Washington, DC — April 4, 2002 — Using a “hidden forum,” a group of banks is conspiring to assess new transaction fees that could cost retailers and their customers untold millions of dollars a year, according to the Food Marketing Institute (FMI) in a letter sent today to the National Automated Clearing House Association (NACHA).

The fees would be assessed on electronic ACH transactions, which numbered 6.9 billion in 2000 and were worth $20.3 trillion, according to NACHA data. In the letter, FMI President and CEO Tim Hammonds said, “I write to express our grave concerns about NACHA’s recently established Interbank Compensation Task Force. It appears the task force was created to . . . impose interchange fees for ACH transactions, including consumer electronic bill paying and check clearing.”

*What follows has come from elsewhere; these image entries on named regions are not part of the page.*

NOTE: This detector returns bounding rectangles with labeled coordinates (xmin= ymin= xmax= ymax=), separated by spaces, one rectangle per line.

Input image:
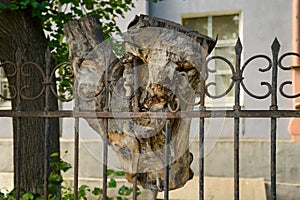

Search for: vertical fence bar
xmin=199 ymin=71 xmax=206 ymax=200
xmin=15 ymin=49 xmax=22 ymax=200
xmin=102 ymin=55 xmax=109 ymax=200
xmin=44 ymin=48 xmax=51 ymax=200
xmin=233 ymin=39 xmax=242 ymax=200
xmin=270 ymin=38 xmax=280 ymax=200
xmin=164 ymin=120 xmax=171 ymax=200
xmin=74 ymin=76 xmax=79 ymax=200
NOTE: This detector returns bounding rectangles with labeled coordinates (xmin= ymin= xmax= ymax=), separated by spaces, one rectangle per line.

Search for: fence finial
xmin=235 ymin=37 xmax=243 ymax=54
xmin=271 ymin=37 xmax=280 ymax=53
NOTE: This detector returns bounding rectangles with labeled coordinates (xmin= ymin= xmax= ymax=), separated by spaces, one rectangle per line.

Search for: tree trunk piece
xmin=0 ymin=3 xmax=59 ymax=193
xmin=65 ymin=15 xmax=215 ymax=191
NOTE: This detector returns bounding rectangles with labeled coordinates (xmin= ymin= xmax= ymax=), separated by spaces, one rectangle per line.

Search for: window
xmin=0 ymin=67 xmax=10 ymax=107
xmin=182 ymin=13 xmax=240 ymax=105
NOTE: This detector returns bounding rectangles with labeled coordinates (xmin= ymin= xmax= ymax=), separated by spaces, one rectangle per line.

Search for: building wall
xmin=149 ymin=0 xmax=293 ymax=139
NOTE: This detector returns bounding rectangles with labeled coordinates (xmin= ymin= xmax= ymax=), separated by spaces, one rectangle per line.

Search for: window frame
xmin=181 ymin=10 xmax=244 ymax=108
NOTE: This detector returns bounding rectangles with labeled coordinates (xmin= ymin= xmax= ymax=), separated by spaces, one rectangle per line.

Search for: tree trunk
xmin=0 ymin=3 xmax=59 ymax=193
xmin=65 ymin=16 xmax=215 ymax=191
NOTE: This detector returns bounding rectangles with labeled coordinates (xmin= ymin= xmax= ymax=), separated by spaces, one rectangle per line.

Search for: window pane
xmin=215 ymin=46 xmax=235 ymax=70
xmin=213 ymin=14 xmax=239 ymax=40
xmin=182 ymin=17 xmax=207 ymax=35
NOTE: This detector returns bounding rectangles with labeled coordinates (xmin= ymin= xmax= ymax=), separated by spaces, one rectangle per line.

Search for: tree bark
xmin=0 ymin=3 xmax=59 ymax=193
xmin=65 ymin=16 xmax=215 ymax=191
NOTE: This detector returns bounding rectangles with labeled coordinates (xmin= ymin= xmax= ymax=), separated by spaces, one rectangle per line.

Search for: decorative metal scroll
xmin=0 ymin=38 xmax=300 ymax=105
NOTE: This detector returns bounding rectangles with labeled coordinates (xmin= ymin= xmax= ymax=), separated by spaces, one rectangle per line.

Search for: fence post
xmin=270 ymin=38 xmax=280 ymax=200
xmin=232 ymin=38 xmax=243 ymax=200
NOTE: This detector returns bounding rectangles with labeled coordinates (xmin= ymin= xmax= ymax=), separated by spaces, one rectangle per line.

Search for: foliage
xmin=0 ymin=0 xmax=134 ymax=65
xmin=0 ymin=153 xmax=141 ymax=200
xmin=0 ymin=0 xmax=134 ymax=99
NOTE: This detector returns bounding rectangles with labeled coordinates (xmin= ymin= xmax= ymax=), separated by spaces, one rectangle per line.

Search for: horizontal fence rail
xmin=0 ymin=39 xmax=300 ymax=200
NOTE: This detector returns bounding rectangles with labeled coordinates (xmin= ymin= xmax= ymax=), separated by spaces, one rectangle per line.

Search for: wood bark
xmin=65 ymin=15 xmax=215 ymax=191
xmin=0 ymin=0 xmax=59 ymax=193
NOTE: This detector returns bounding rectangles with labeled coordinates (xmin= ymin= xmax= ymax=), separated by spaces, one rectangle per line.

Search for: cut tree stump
xmin=65 ymin=15 xmax=216 ymax=191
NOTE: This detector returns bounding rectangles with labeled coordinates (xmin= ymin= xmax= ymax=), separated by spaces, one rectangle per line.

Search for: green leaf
xmin=118 ymin=185 xmax=132 ymax=196
xmin=21 ymin=192 xmax=34 ymax=200
xmin=92 ymin=187 xmax=103 ymax=195
xmin=108 ymin=178 xmax=117 ymax=188
xmin=115 ymin=171 xmax=125 ymax=176
xmin=50 ymin=152 xmax=59 ymax=157
xmin=107 ymin=169 xmax=115 ymax=176
xmin=48 ymin=172 xmax=63 ymax=183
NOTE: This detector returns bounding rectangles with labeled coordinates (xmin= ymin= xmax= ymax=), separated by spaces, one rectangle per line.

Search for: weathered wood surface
xmin=65 ymin=15 xmax=215 ymax=191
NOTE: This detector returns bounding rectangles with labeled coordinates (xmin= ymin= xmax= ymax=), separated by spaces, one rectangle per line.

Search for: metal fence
xmin=0 ymin=39 xmax=300 ymax=200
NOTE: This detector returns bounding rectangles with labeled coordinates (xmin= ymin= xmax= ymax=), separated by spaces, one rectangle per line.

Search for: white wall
xmin=149 ymin=0 xmax=293 ymax=139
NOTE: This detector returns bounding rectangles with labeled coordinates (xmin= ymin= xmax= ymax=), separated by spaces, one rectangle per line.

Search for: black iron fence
xmin=0 ymin=39 xmax=300 ymax=199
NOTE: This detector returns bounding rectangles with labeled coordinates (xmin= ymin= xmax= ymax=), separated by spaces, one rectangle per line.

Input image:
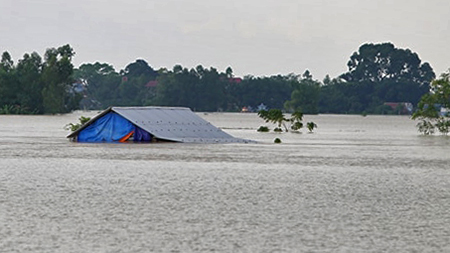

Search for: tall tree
xmin=284 ymin=70 xmax=320 ymax=114
xmin=42 ymin=45 xmax=80 ymax=114
xmin=17 ymin=52 xmax=43 ymax=113
xmin=412 ymin=70 xmax=450 ymax=134
xmin=340 ymin=43 xmax=435 ymax=104
xmin=0 ymin=52 xmax=20 ymax=106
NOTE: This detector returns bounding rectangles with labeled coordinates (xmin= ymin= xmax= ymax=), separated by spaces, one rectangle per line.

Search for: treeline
xmin=0 ymin=43 xmax=435 ymax=114
xmin=0 ymin=45 xmax=81 ymax=114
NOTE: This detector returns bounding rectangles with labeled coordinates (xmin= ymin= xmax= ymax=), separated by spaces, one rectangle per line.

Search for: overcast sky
xmin=0 ymin=0 xmax=450 ymax=80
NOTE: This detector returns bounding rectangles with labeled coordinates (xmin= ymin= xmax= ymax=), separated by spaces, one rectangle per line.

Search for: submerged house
xmin=67 ymin=107 xmax=249 ymax=143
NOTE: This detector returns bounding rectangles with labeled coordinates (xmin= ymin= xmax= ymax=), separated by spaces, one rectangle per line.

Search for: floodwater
xmin=0 ymin=112 xmax=450 ymax=252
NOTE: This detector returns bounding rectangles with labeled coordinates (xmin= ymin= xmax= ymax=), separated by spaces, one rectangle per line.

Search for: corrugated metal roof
xmin=67 ymin=107 xmax=249 ymax=143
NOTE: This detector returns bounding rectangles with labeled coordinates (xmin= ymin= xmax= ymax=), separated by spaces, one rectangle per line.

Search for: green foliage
xmin=0 ymin=45 xmax=80 ymax=114
xmin=412 ymin=70 xmax=450 ymax=135
xmin=256 ymin=126 xmax=270 ymax=132
xmin=306 ymin=121 xmax=317 ymax=133
xmin=319 ymin=43 xmax=435 ymax=114
xmin=258 ymin=109 xmax=317 ymax=132
xmin=284 ymin=70 xmax=320 ymax=114
xmin=64 ymin=116 xmax=91 ymax=132
xmin=290 ymin=111 xmax=303 ymax=131
xmin=258 ymin=109 xmax=288 ymax=132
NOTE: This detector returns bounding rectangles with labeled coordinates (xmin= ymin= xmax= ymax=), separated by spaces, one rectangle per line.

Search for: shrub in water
xmin=257 ymin=126 xmax=269 ymax=132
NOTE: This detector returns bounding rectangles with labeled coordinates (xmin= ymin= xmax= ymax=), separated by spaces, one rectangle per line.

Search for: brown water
xmin=0 ymin=112 xmax=450 ymax=252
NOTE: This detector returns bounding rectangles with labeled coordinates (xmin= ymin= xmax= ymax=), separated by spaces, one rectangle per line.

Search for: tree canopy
xmin=412 ymin=70 xmax=450 ymax=135
xmin=0 ymin=43 xmax=435 ymax=114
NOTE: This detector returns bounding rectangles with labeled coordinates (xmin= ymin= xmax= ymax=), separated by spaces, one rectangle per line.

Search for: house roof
xmin=67 ymin=107 xmax=249 ymax=143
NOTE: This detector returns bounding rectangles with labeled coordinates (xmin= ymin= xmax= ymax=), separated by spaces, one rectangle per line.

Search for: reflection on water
xmin=0 ymin=113 xmax=450 ymax=252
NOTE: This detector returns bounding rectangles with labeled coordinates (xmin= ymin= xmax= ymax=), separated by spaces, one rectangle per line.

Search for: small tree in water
xmin=412 ymin=70 xmax=450 ymax=135
xmin=258 ymin=109 xmax=317 ymax=132
xmin=64 ymin=116 xmax=91 ymax=132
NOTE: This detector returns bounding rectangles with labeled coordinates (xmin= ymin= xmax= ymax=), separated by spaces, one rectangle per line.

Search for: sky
xmin=0 ymin=0 xmax=450 ymax=80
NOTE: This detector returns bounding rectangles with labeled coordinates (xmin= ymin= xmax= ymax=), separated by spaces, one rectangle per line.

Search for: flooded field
xmin=0 ymin=112 xmax=450 ymax=252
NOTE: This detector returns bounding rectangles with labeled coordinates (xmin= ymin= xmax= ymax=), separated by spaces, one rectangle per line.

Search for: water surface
xmin=0 ymin=112 xmax=450 ymax=252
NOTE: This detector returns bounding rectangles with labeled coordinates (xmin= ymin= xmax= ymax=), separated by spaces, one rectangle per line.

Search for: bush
xmin=256 ymin=126 xmax=270 ymax=132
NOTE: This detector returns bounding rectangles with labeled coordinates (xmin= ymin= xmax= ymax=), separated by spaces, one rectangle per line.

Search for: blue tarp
xmin=78 ymin=112 xmax=135 ymax=142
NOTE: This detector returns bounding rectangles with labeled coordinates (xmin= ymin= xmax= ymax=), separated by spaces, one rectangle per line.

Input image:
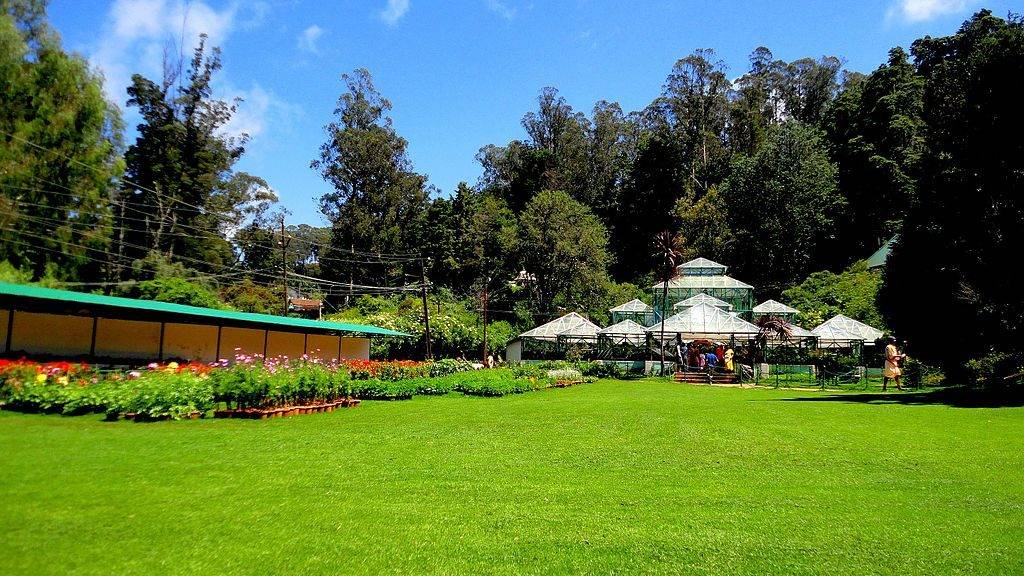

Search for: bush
xmin=342 ymin=360 xmax=430 ymax=382
xmin=456 ymin=368 xmax=550 ymax=396
xmin=430 ymin=359 xmax=473 ymax=378
xmin=409 ymin=374 xmax=456 ymax=396
xmin=125 ymin=277 xmax=225 ymax=310
xmin=349 ymin=379 xmax=417 ymax=400
xmin=967 ymin=352 xmax=1024 ymax=387
xmin=106 ymin=371 xmax=214 ymax=419
xmin=902 ymin=357 xmax=945 ymax=387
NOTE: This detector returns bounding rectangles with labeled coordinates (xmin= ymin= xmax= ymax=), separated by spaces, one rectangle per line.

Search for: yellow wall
xmin=306 ymin=334 xmax=338 ymax=362
xmin=218 ymin=326 xmax=266 ymax=360
xmin=10 ymin=311 xmax=92 ymax=357
xmin=164 ymin=322 xmax=217 ymax=362
xmin=266 ymin=331 xmax=304 ymax=358
xmin=341 ymin=338 xmax=370 ymax=360
xmin=0 ymin=310 xmax=370 ymax=362
xmin=95 ymin=318 xmax=160 ymax=360
xmin=0 ymin=310 xmax=9 ymax=352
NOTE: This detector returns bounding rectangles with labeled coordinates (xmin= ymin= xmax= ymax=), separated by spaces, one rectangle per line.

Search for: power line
xmin=0 ymin=130 xmax=419 ymax=261
xmin=0 ymin=182 xmax=419 ymax=265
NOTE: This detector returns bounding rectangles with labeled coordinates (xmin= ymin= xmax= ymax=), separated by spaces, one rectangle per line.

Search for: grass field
xmin=0 ymin=380 xmax=1024 ymax=575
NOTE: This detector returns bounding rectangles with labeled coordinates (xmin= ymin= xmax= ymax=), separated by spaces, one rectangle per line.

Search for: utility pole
xmin=420 ymin=254 xmax=432 ymax=360
xmin=482 ymin=276 xmax=490 ymax=365
xmin=281 ymin=216 xmax=288 ymax=316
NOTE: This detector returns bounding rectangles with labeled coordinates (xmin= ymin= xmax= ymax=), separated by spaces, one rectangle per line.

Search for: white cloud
xmin=486 ymin=0 xmax=516 ymax=20
xmin=886 ymin=0 xmax=978 ymax=24
xmin=298 ymin=24 xmax=324 ymax=54
xmin=90 ymin=0 xmax=239 ymax=100
xmin=380 ymin=0 xmax=409 ymax=26
xmin=90 ymin=0 xmax=296 ymax=154
xmin=222 ymin=82 xmax=302 ymax=140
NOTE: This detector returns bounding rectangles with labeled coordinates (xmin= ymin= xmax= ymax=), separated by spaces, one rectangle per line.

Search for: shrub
xmin=349 ymin=379 xmax=417 ymax=400
xmin=342 ymin=360 xmax=430 ymax=381
xmin=106 ymin=371 xmax=214 ymax=419
xmin=547 ymin=368 xmax=583 ymax=381
xmin=967 ymin=352 xmax=1024 ymax=387
xmin=409 ymin=374 xmax=456 ymax=396
xmin=430 ymin=358 xmax=473 ymax=378
xmin=902 ymin=358 xmax=945 ymax=387
xmin=456 ymin=368 xmax=550 ymax=396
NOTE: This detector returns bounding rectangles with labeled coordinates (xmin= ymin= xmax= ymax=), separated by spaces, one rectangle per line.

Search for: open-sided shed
xmin=0 ymin=283 xmax=408 ymax=363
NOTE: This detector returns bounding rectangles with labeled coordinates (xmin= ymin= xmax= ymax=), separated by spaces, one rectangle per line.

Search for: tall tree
xmin=116 ymin=35 xmax=275 ymax=271
xmin=779 ymin=56 xmax=843 ymax=127
xmin=0 ymin=0 xmax=123 ymax=280
xmin=881 ymin=10 xmax=1024 ymax=377
xmin=477 ymin=87 xmax=594 ymax=212
xmin=652 ymin=49 xmax=729 ymax=199
xmin=519 ymin=191 xmax=608 ymax=317
xmin=311 ymin=69 xmax=429 ymax=283
xmin=825 ymin=48 xmax=925 ymax=258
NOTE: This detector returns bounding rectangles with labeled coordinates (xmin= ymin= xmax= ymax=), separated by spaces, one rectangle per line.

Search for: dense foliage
xmin=782 ymin=261 xmax=886 ymax=329
xmin=0 ymin=0 xmax=1024 ymax=370
xmin=882 ymin=11 xmax=1024 ymax=379
xmin=0 ymin=354 xmax=563 ymax=419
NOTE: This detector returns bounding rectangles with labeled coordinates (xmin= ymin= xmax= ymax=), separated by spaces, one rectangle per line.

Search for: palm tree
xmin=653 ymin=231 xmax=683 ymax=374
xmin=755 ymin=316 xmax=793 ymax=360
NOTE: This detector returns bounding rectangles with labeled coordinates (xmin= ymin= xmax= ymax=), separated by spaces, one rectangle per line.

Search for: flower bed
xmin=0 ymin=354 xmax=560 ymax=421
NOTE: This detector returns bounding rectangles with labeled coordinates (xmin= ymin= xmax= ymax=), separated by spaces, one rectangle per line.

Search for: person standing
xmin=705 ymin=352 xmax=718 ymax=374
xmin=882 ymin=336 xmax=903 ymax=392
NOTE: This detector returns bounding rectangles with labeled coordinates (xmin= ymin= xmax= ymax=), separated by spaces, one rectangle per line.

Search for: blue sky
xmin=50 ymin=0 xmax=1022 ymax=223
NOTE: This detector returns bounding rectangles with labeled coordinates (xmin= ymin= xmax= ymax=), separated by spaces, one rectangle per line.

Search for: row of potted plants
xmin=0 ymin=354 xmax=582 ymax=420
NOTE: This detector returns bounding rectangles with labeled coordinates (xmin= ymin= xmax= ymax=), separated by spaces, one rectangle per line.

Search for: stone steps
xmin=674 ymin=372 xmax=739 ymax=384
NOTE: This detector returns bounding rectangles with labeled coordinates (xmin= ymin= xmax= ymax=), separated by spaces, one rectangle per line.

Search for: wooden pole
xmin=420 ymin=255 xmax=433 ymax=360
xmin=281 ymin=216 xmax=288 ymax=316
xmin=483 ymin=277 xmax=490 ymax=365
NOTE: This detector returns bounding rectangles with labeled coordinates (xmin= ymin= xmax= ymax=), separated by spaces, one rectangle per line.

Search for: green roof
xmin=0 ymin=282 xmax=410 ymax=336
xmin=867 ymin=235 xmax=899 ymax=270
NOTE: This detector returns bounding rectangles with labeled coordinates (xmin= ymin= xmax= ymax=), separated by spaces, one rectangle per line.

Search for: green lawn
xmin=0 ymin=380 xmax=1024 ymax=575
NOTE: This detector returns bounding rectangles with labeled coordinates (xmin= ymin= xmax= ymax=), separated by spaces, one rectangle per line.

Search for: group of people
xmin=676 ymin=336 xmax=735 ymax=372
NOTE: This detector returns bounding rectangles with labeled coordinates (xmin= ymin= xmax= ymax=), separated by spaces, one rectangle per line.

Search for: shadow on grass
xmin=779 ymin=386 xmax=1024 ymax=408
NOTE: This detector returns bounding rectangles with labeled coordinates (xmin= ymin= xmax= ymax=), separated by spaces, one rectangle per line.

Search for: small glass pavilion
xmin=651 ymin=258 xmax=754 ymax=321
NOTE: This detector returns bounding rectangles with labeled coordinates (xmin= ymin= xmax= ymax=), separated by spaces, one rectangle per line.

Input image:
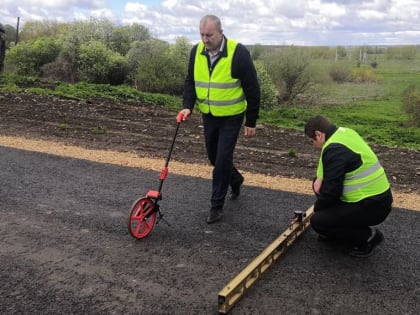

The task force, Hammonds wrote, “is composed entirely of bank executives, and provides a hidden forum for these competitors to negotiate the terms of a price-fixing arrangement. We are surprised that NACHA would allow itself to be a party to such a clearly anticompetitive activity. The impact on retailers and consumers will be severe.”

He went on to say, “The task force is on its face little more than a forum for price-fixing. As such, it exposes NACHA and participating firms to liability under the Sherman Act. . . . We urge you to take immediate steps to disband the task force in order to avoid future liability.”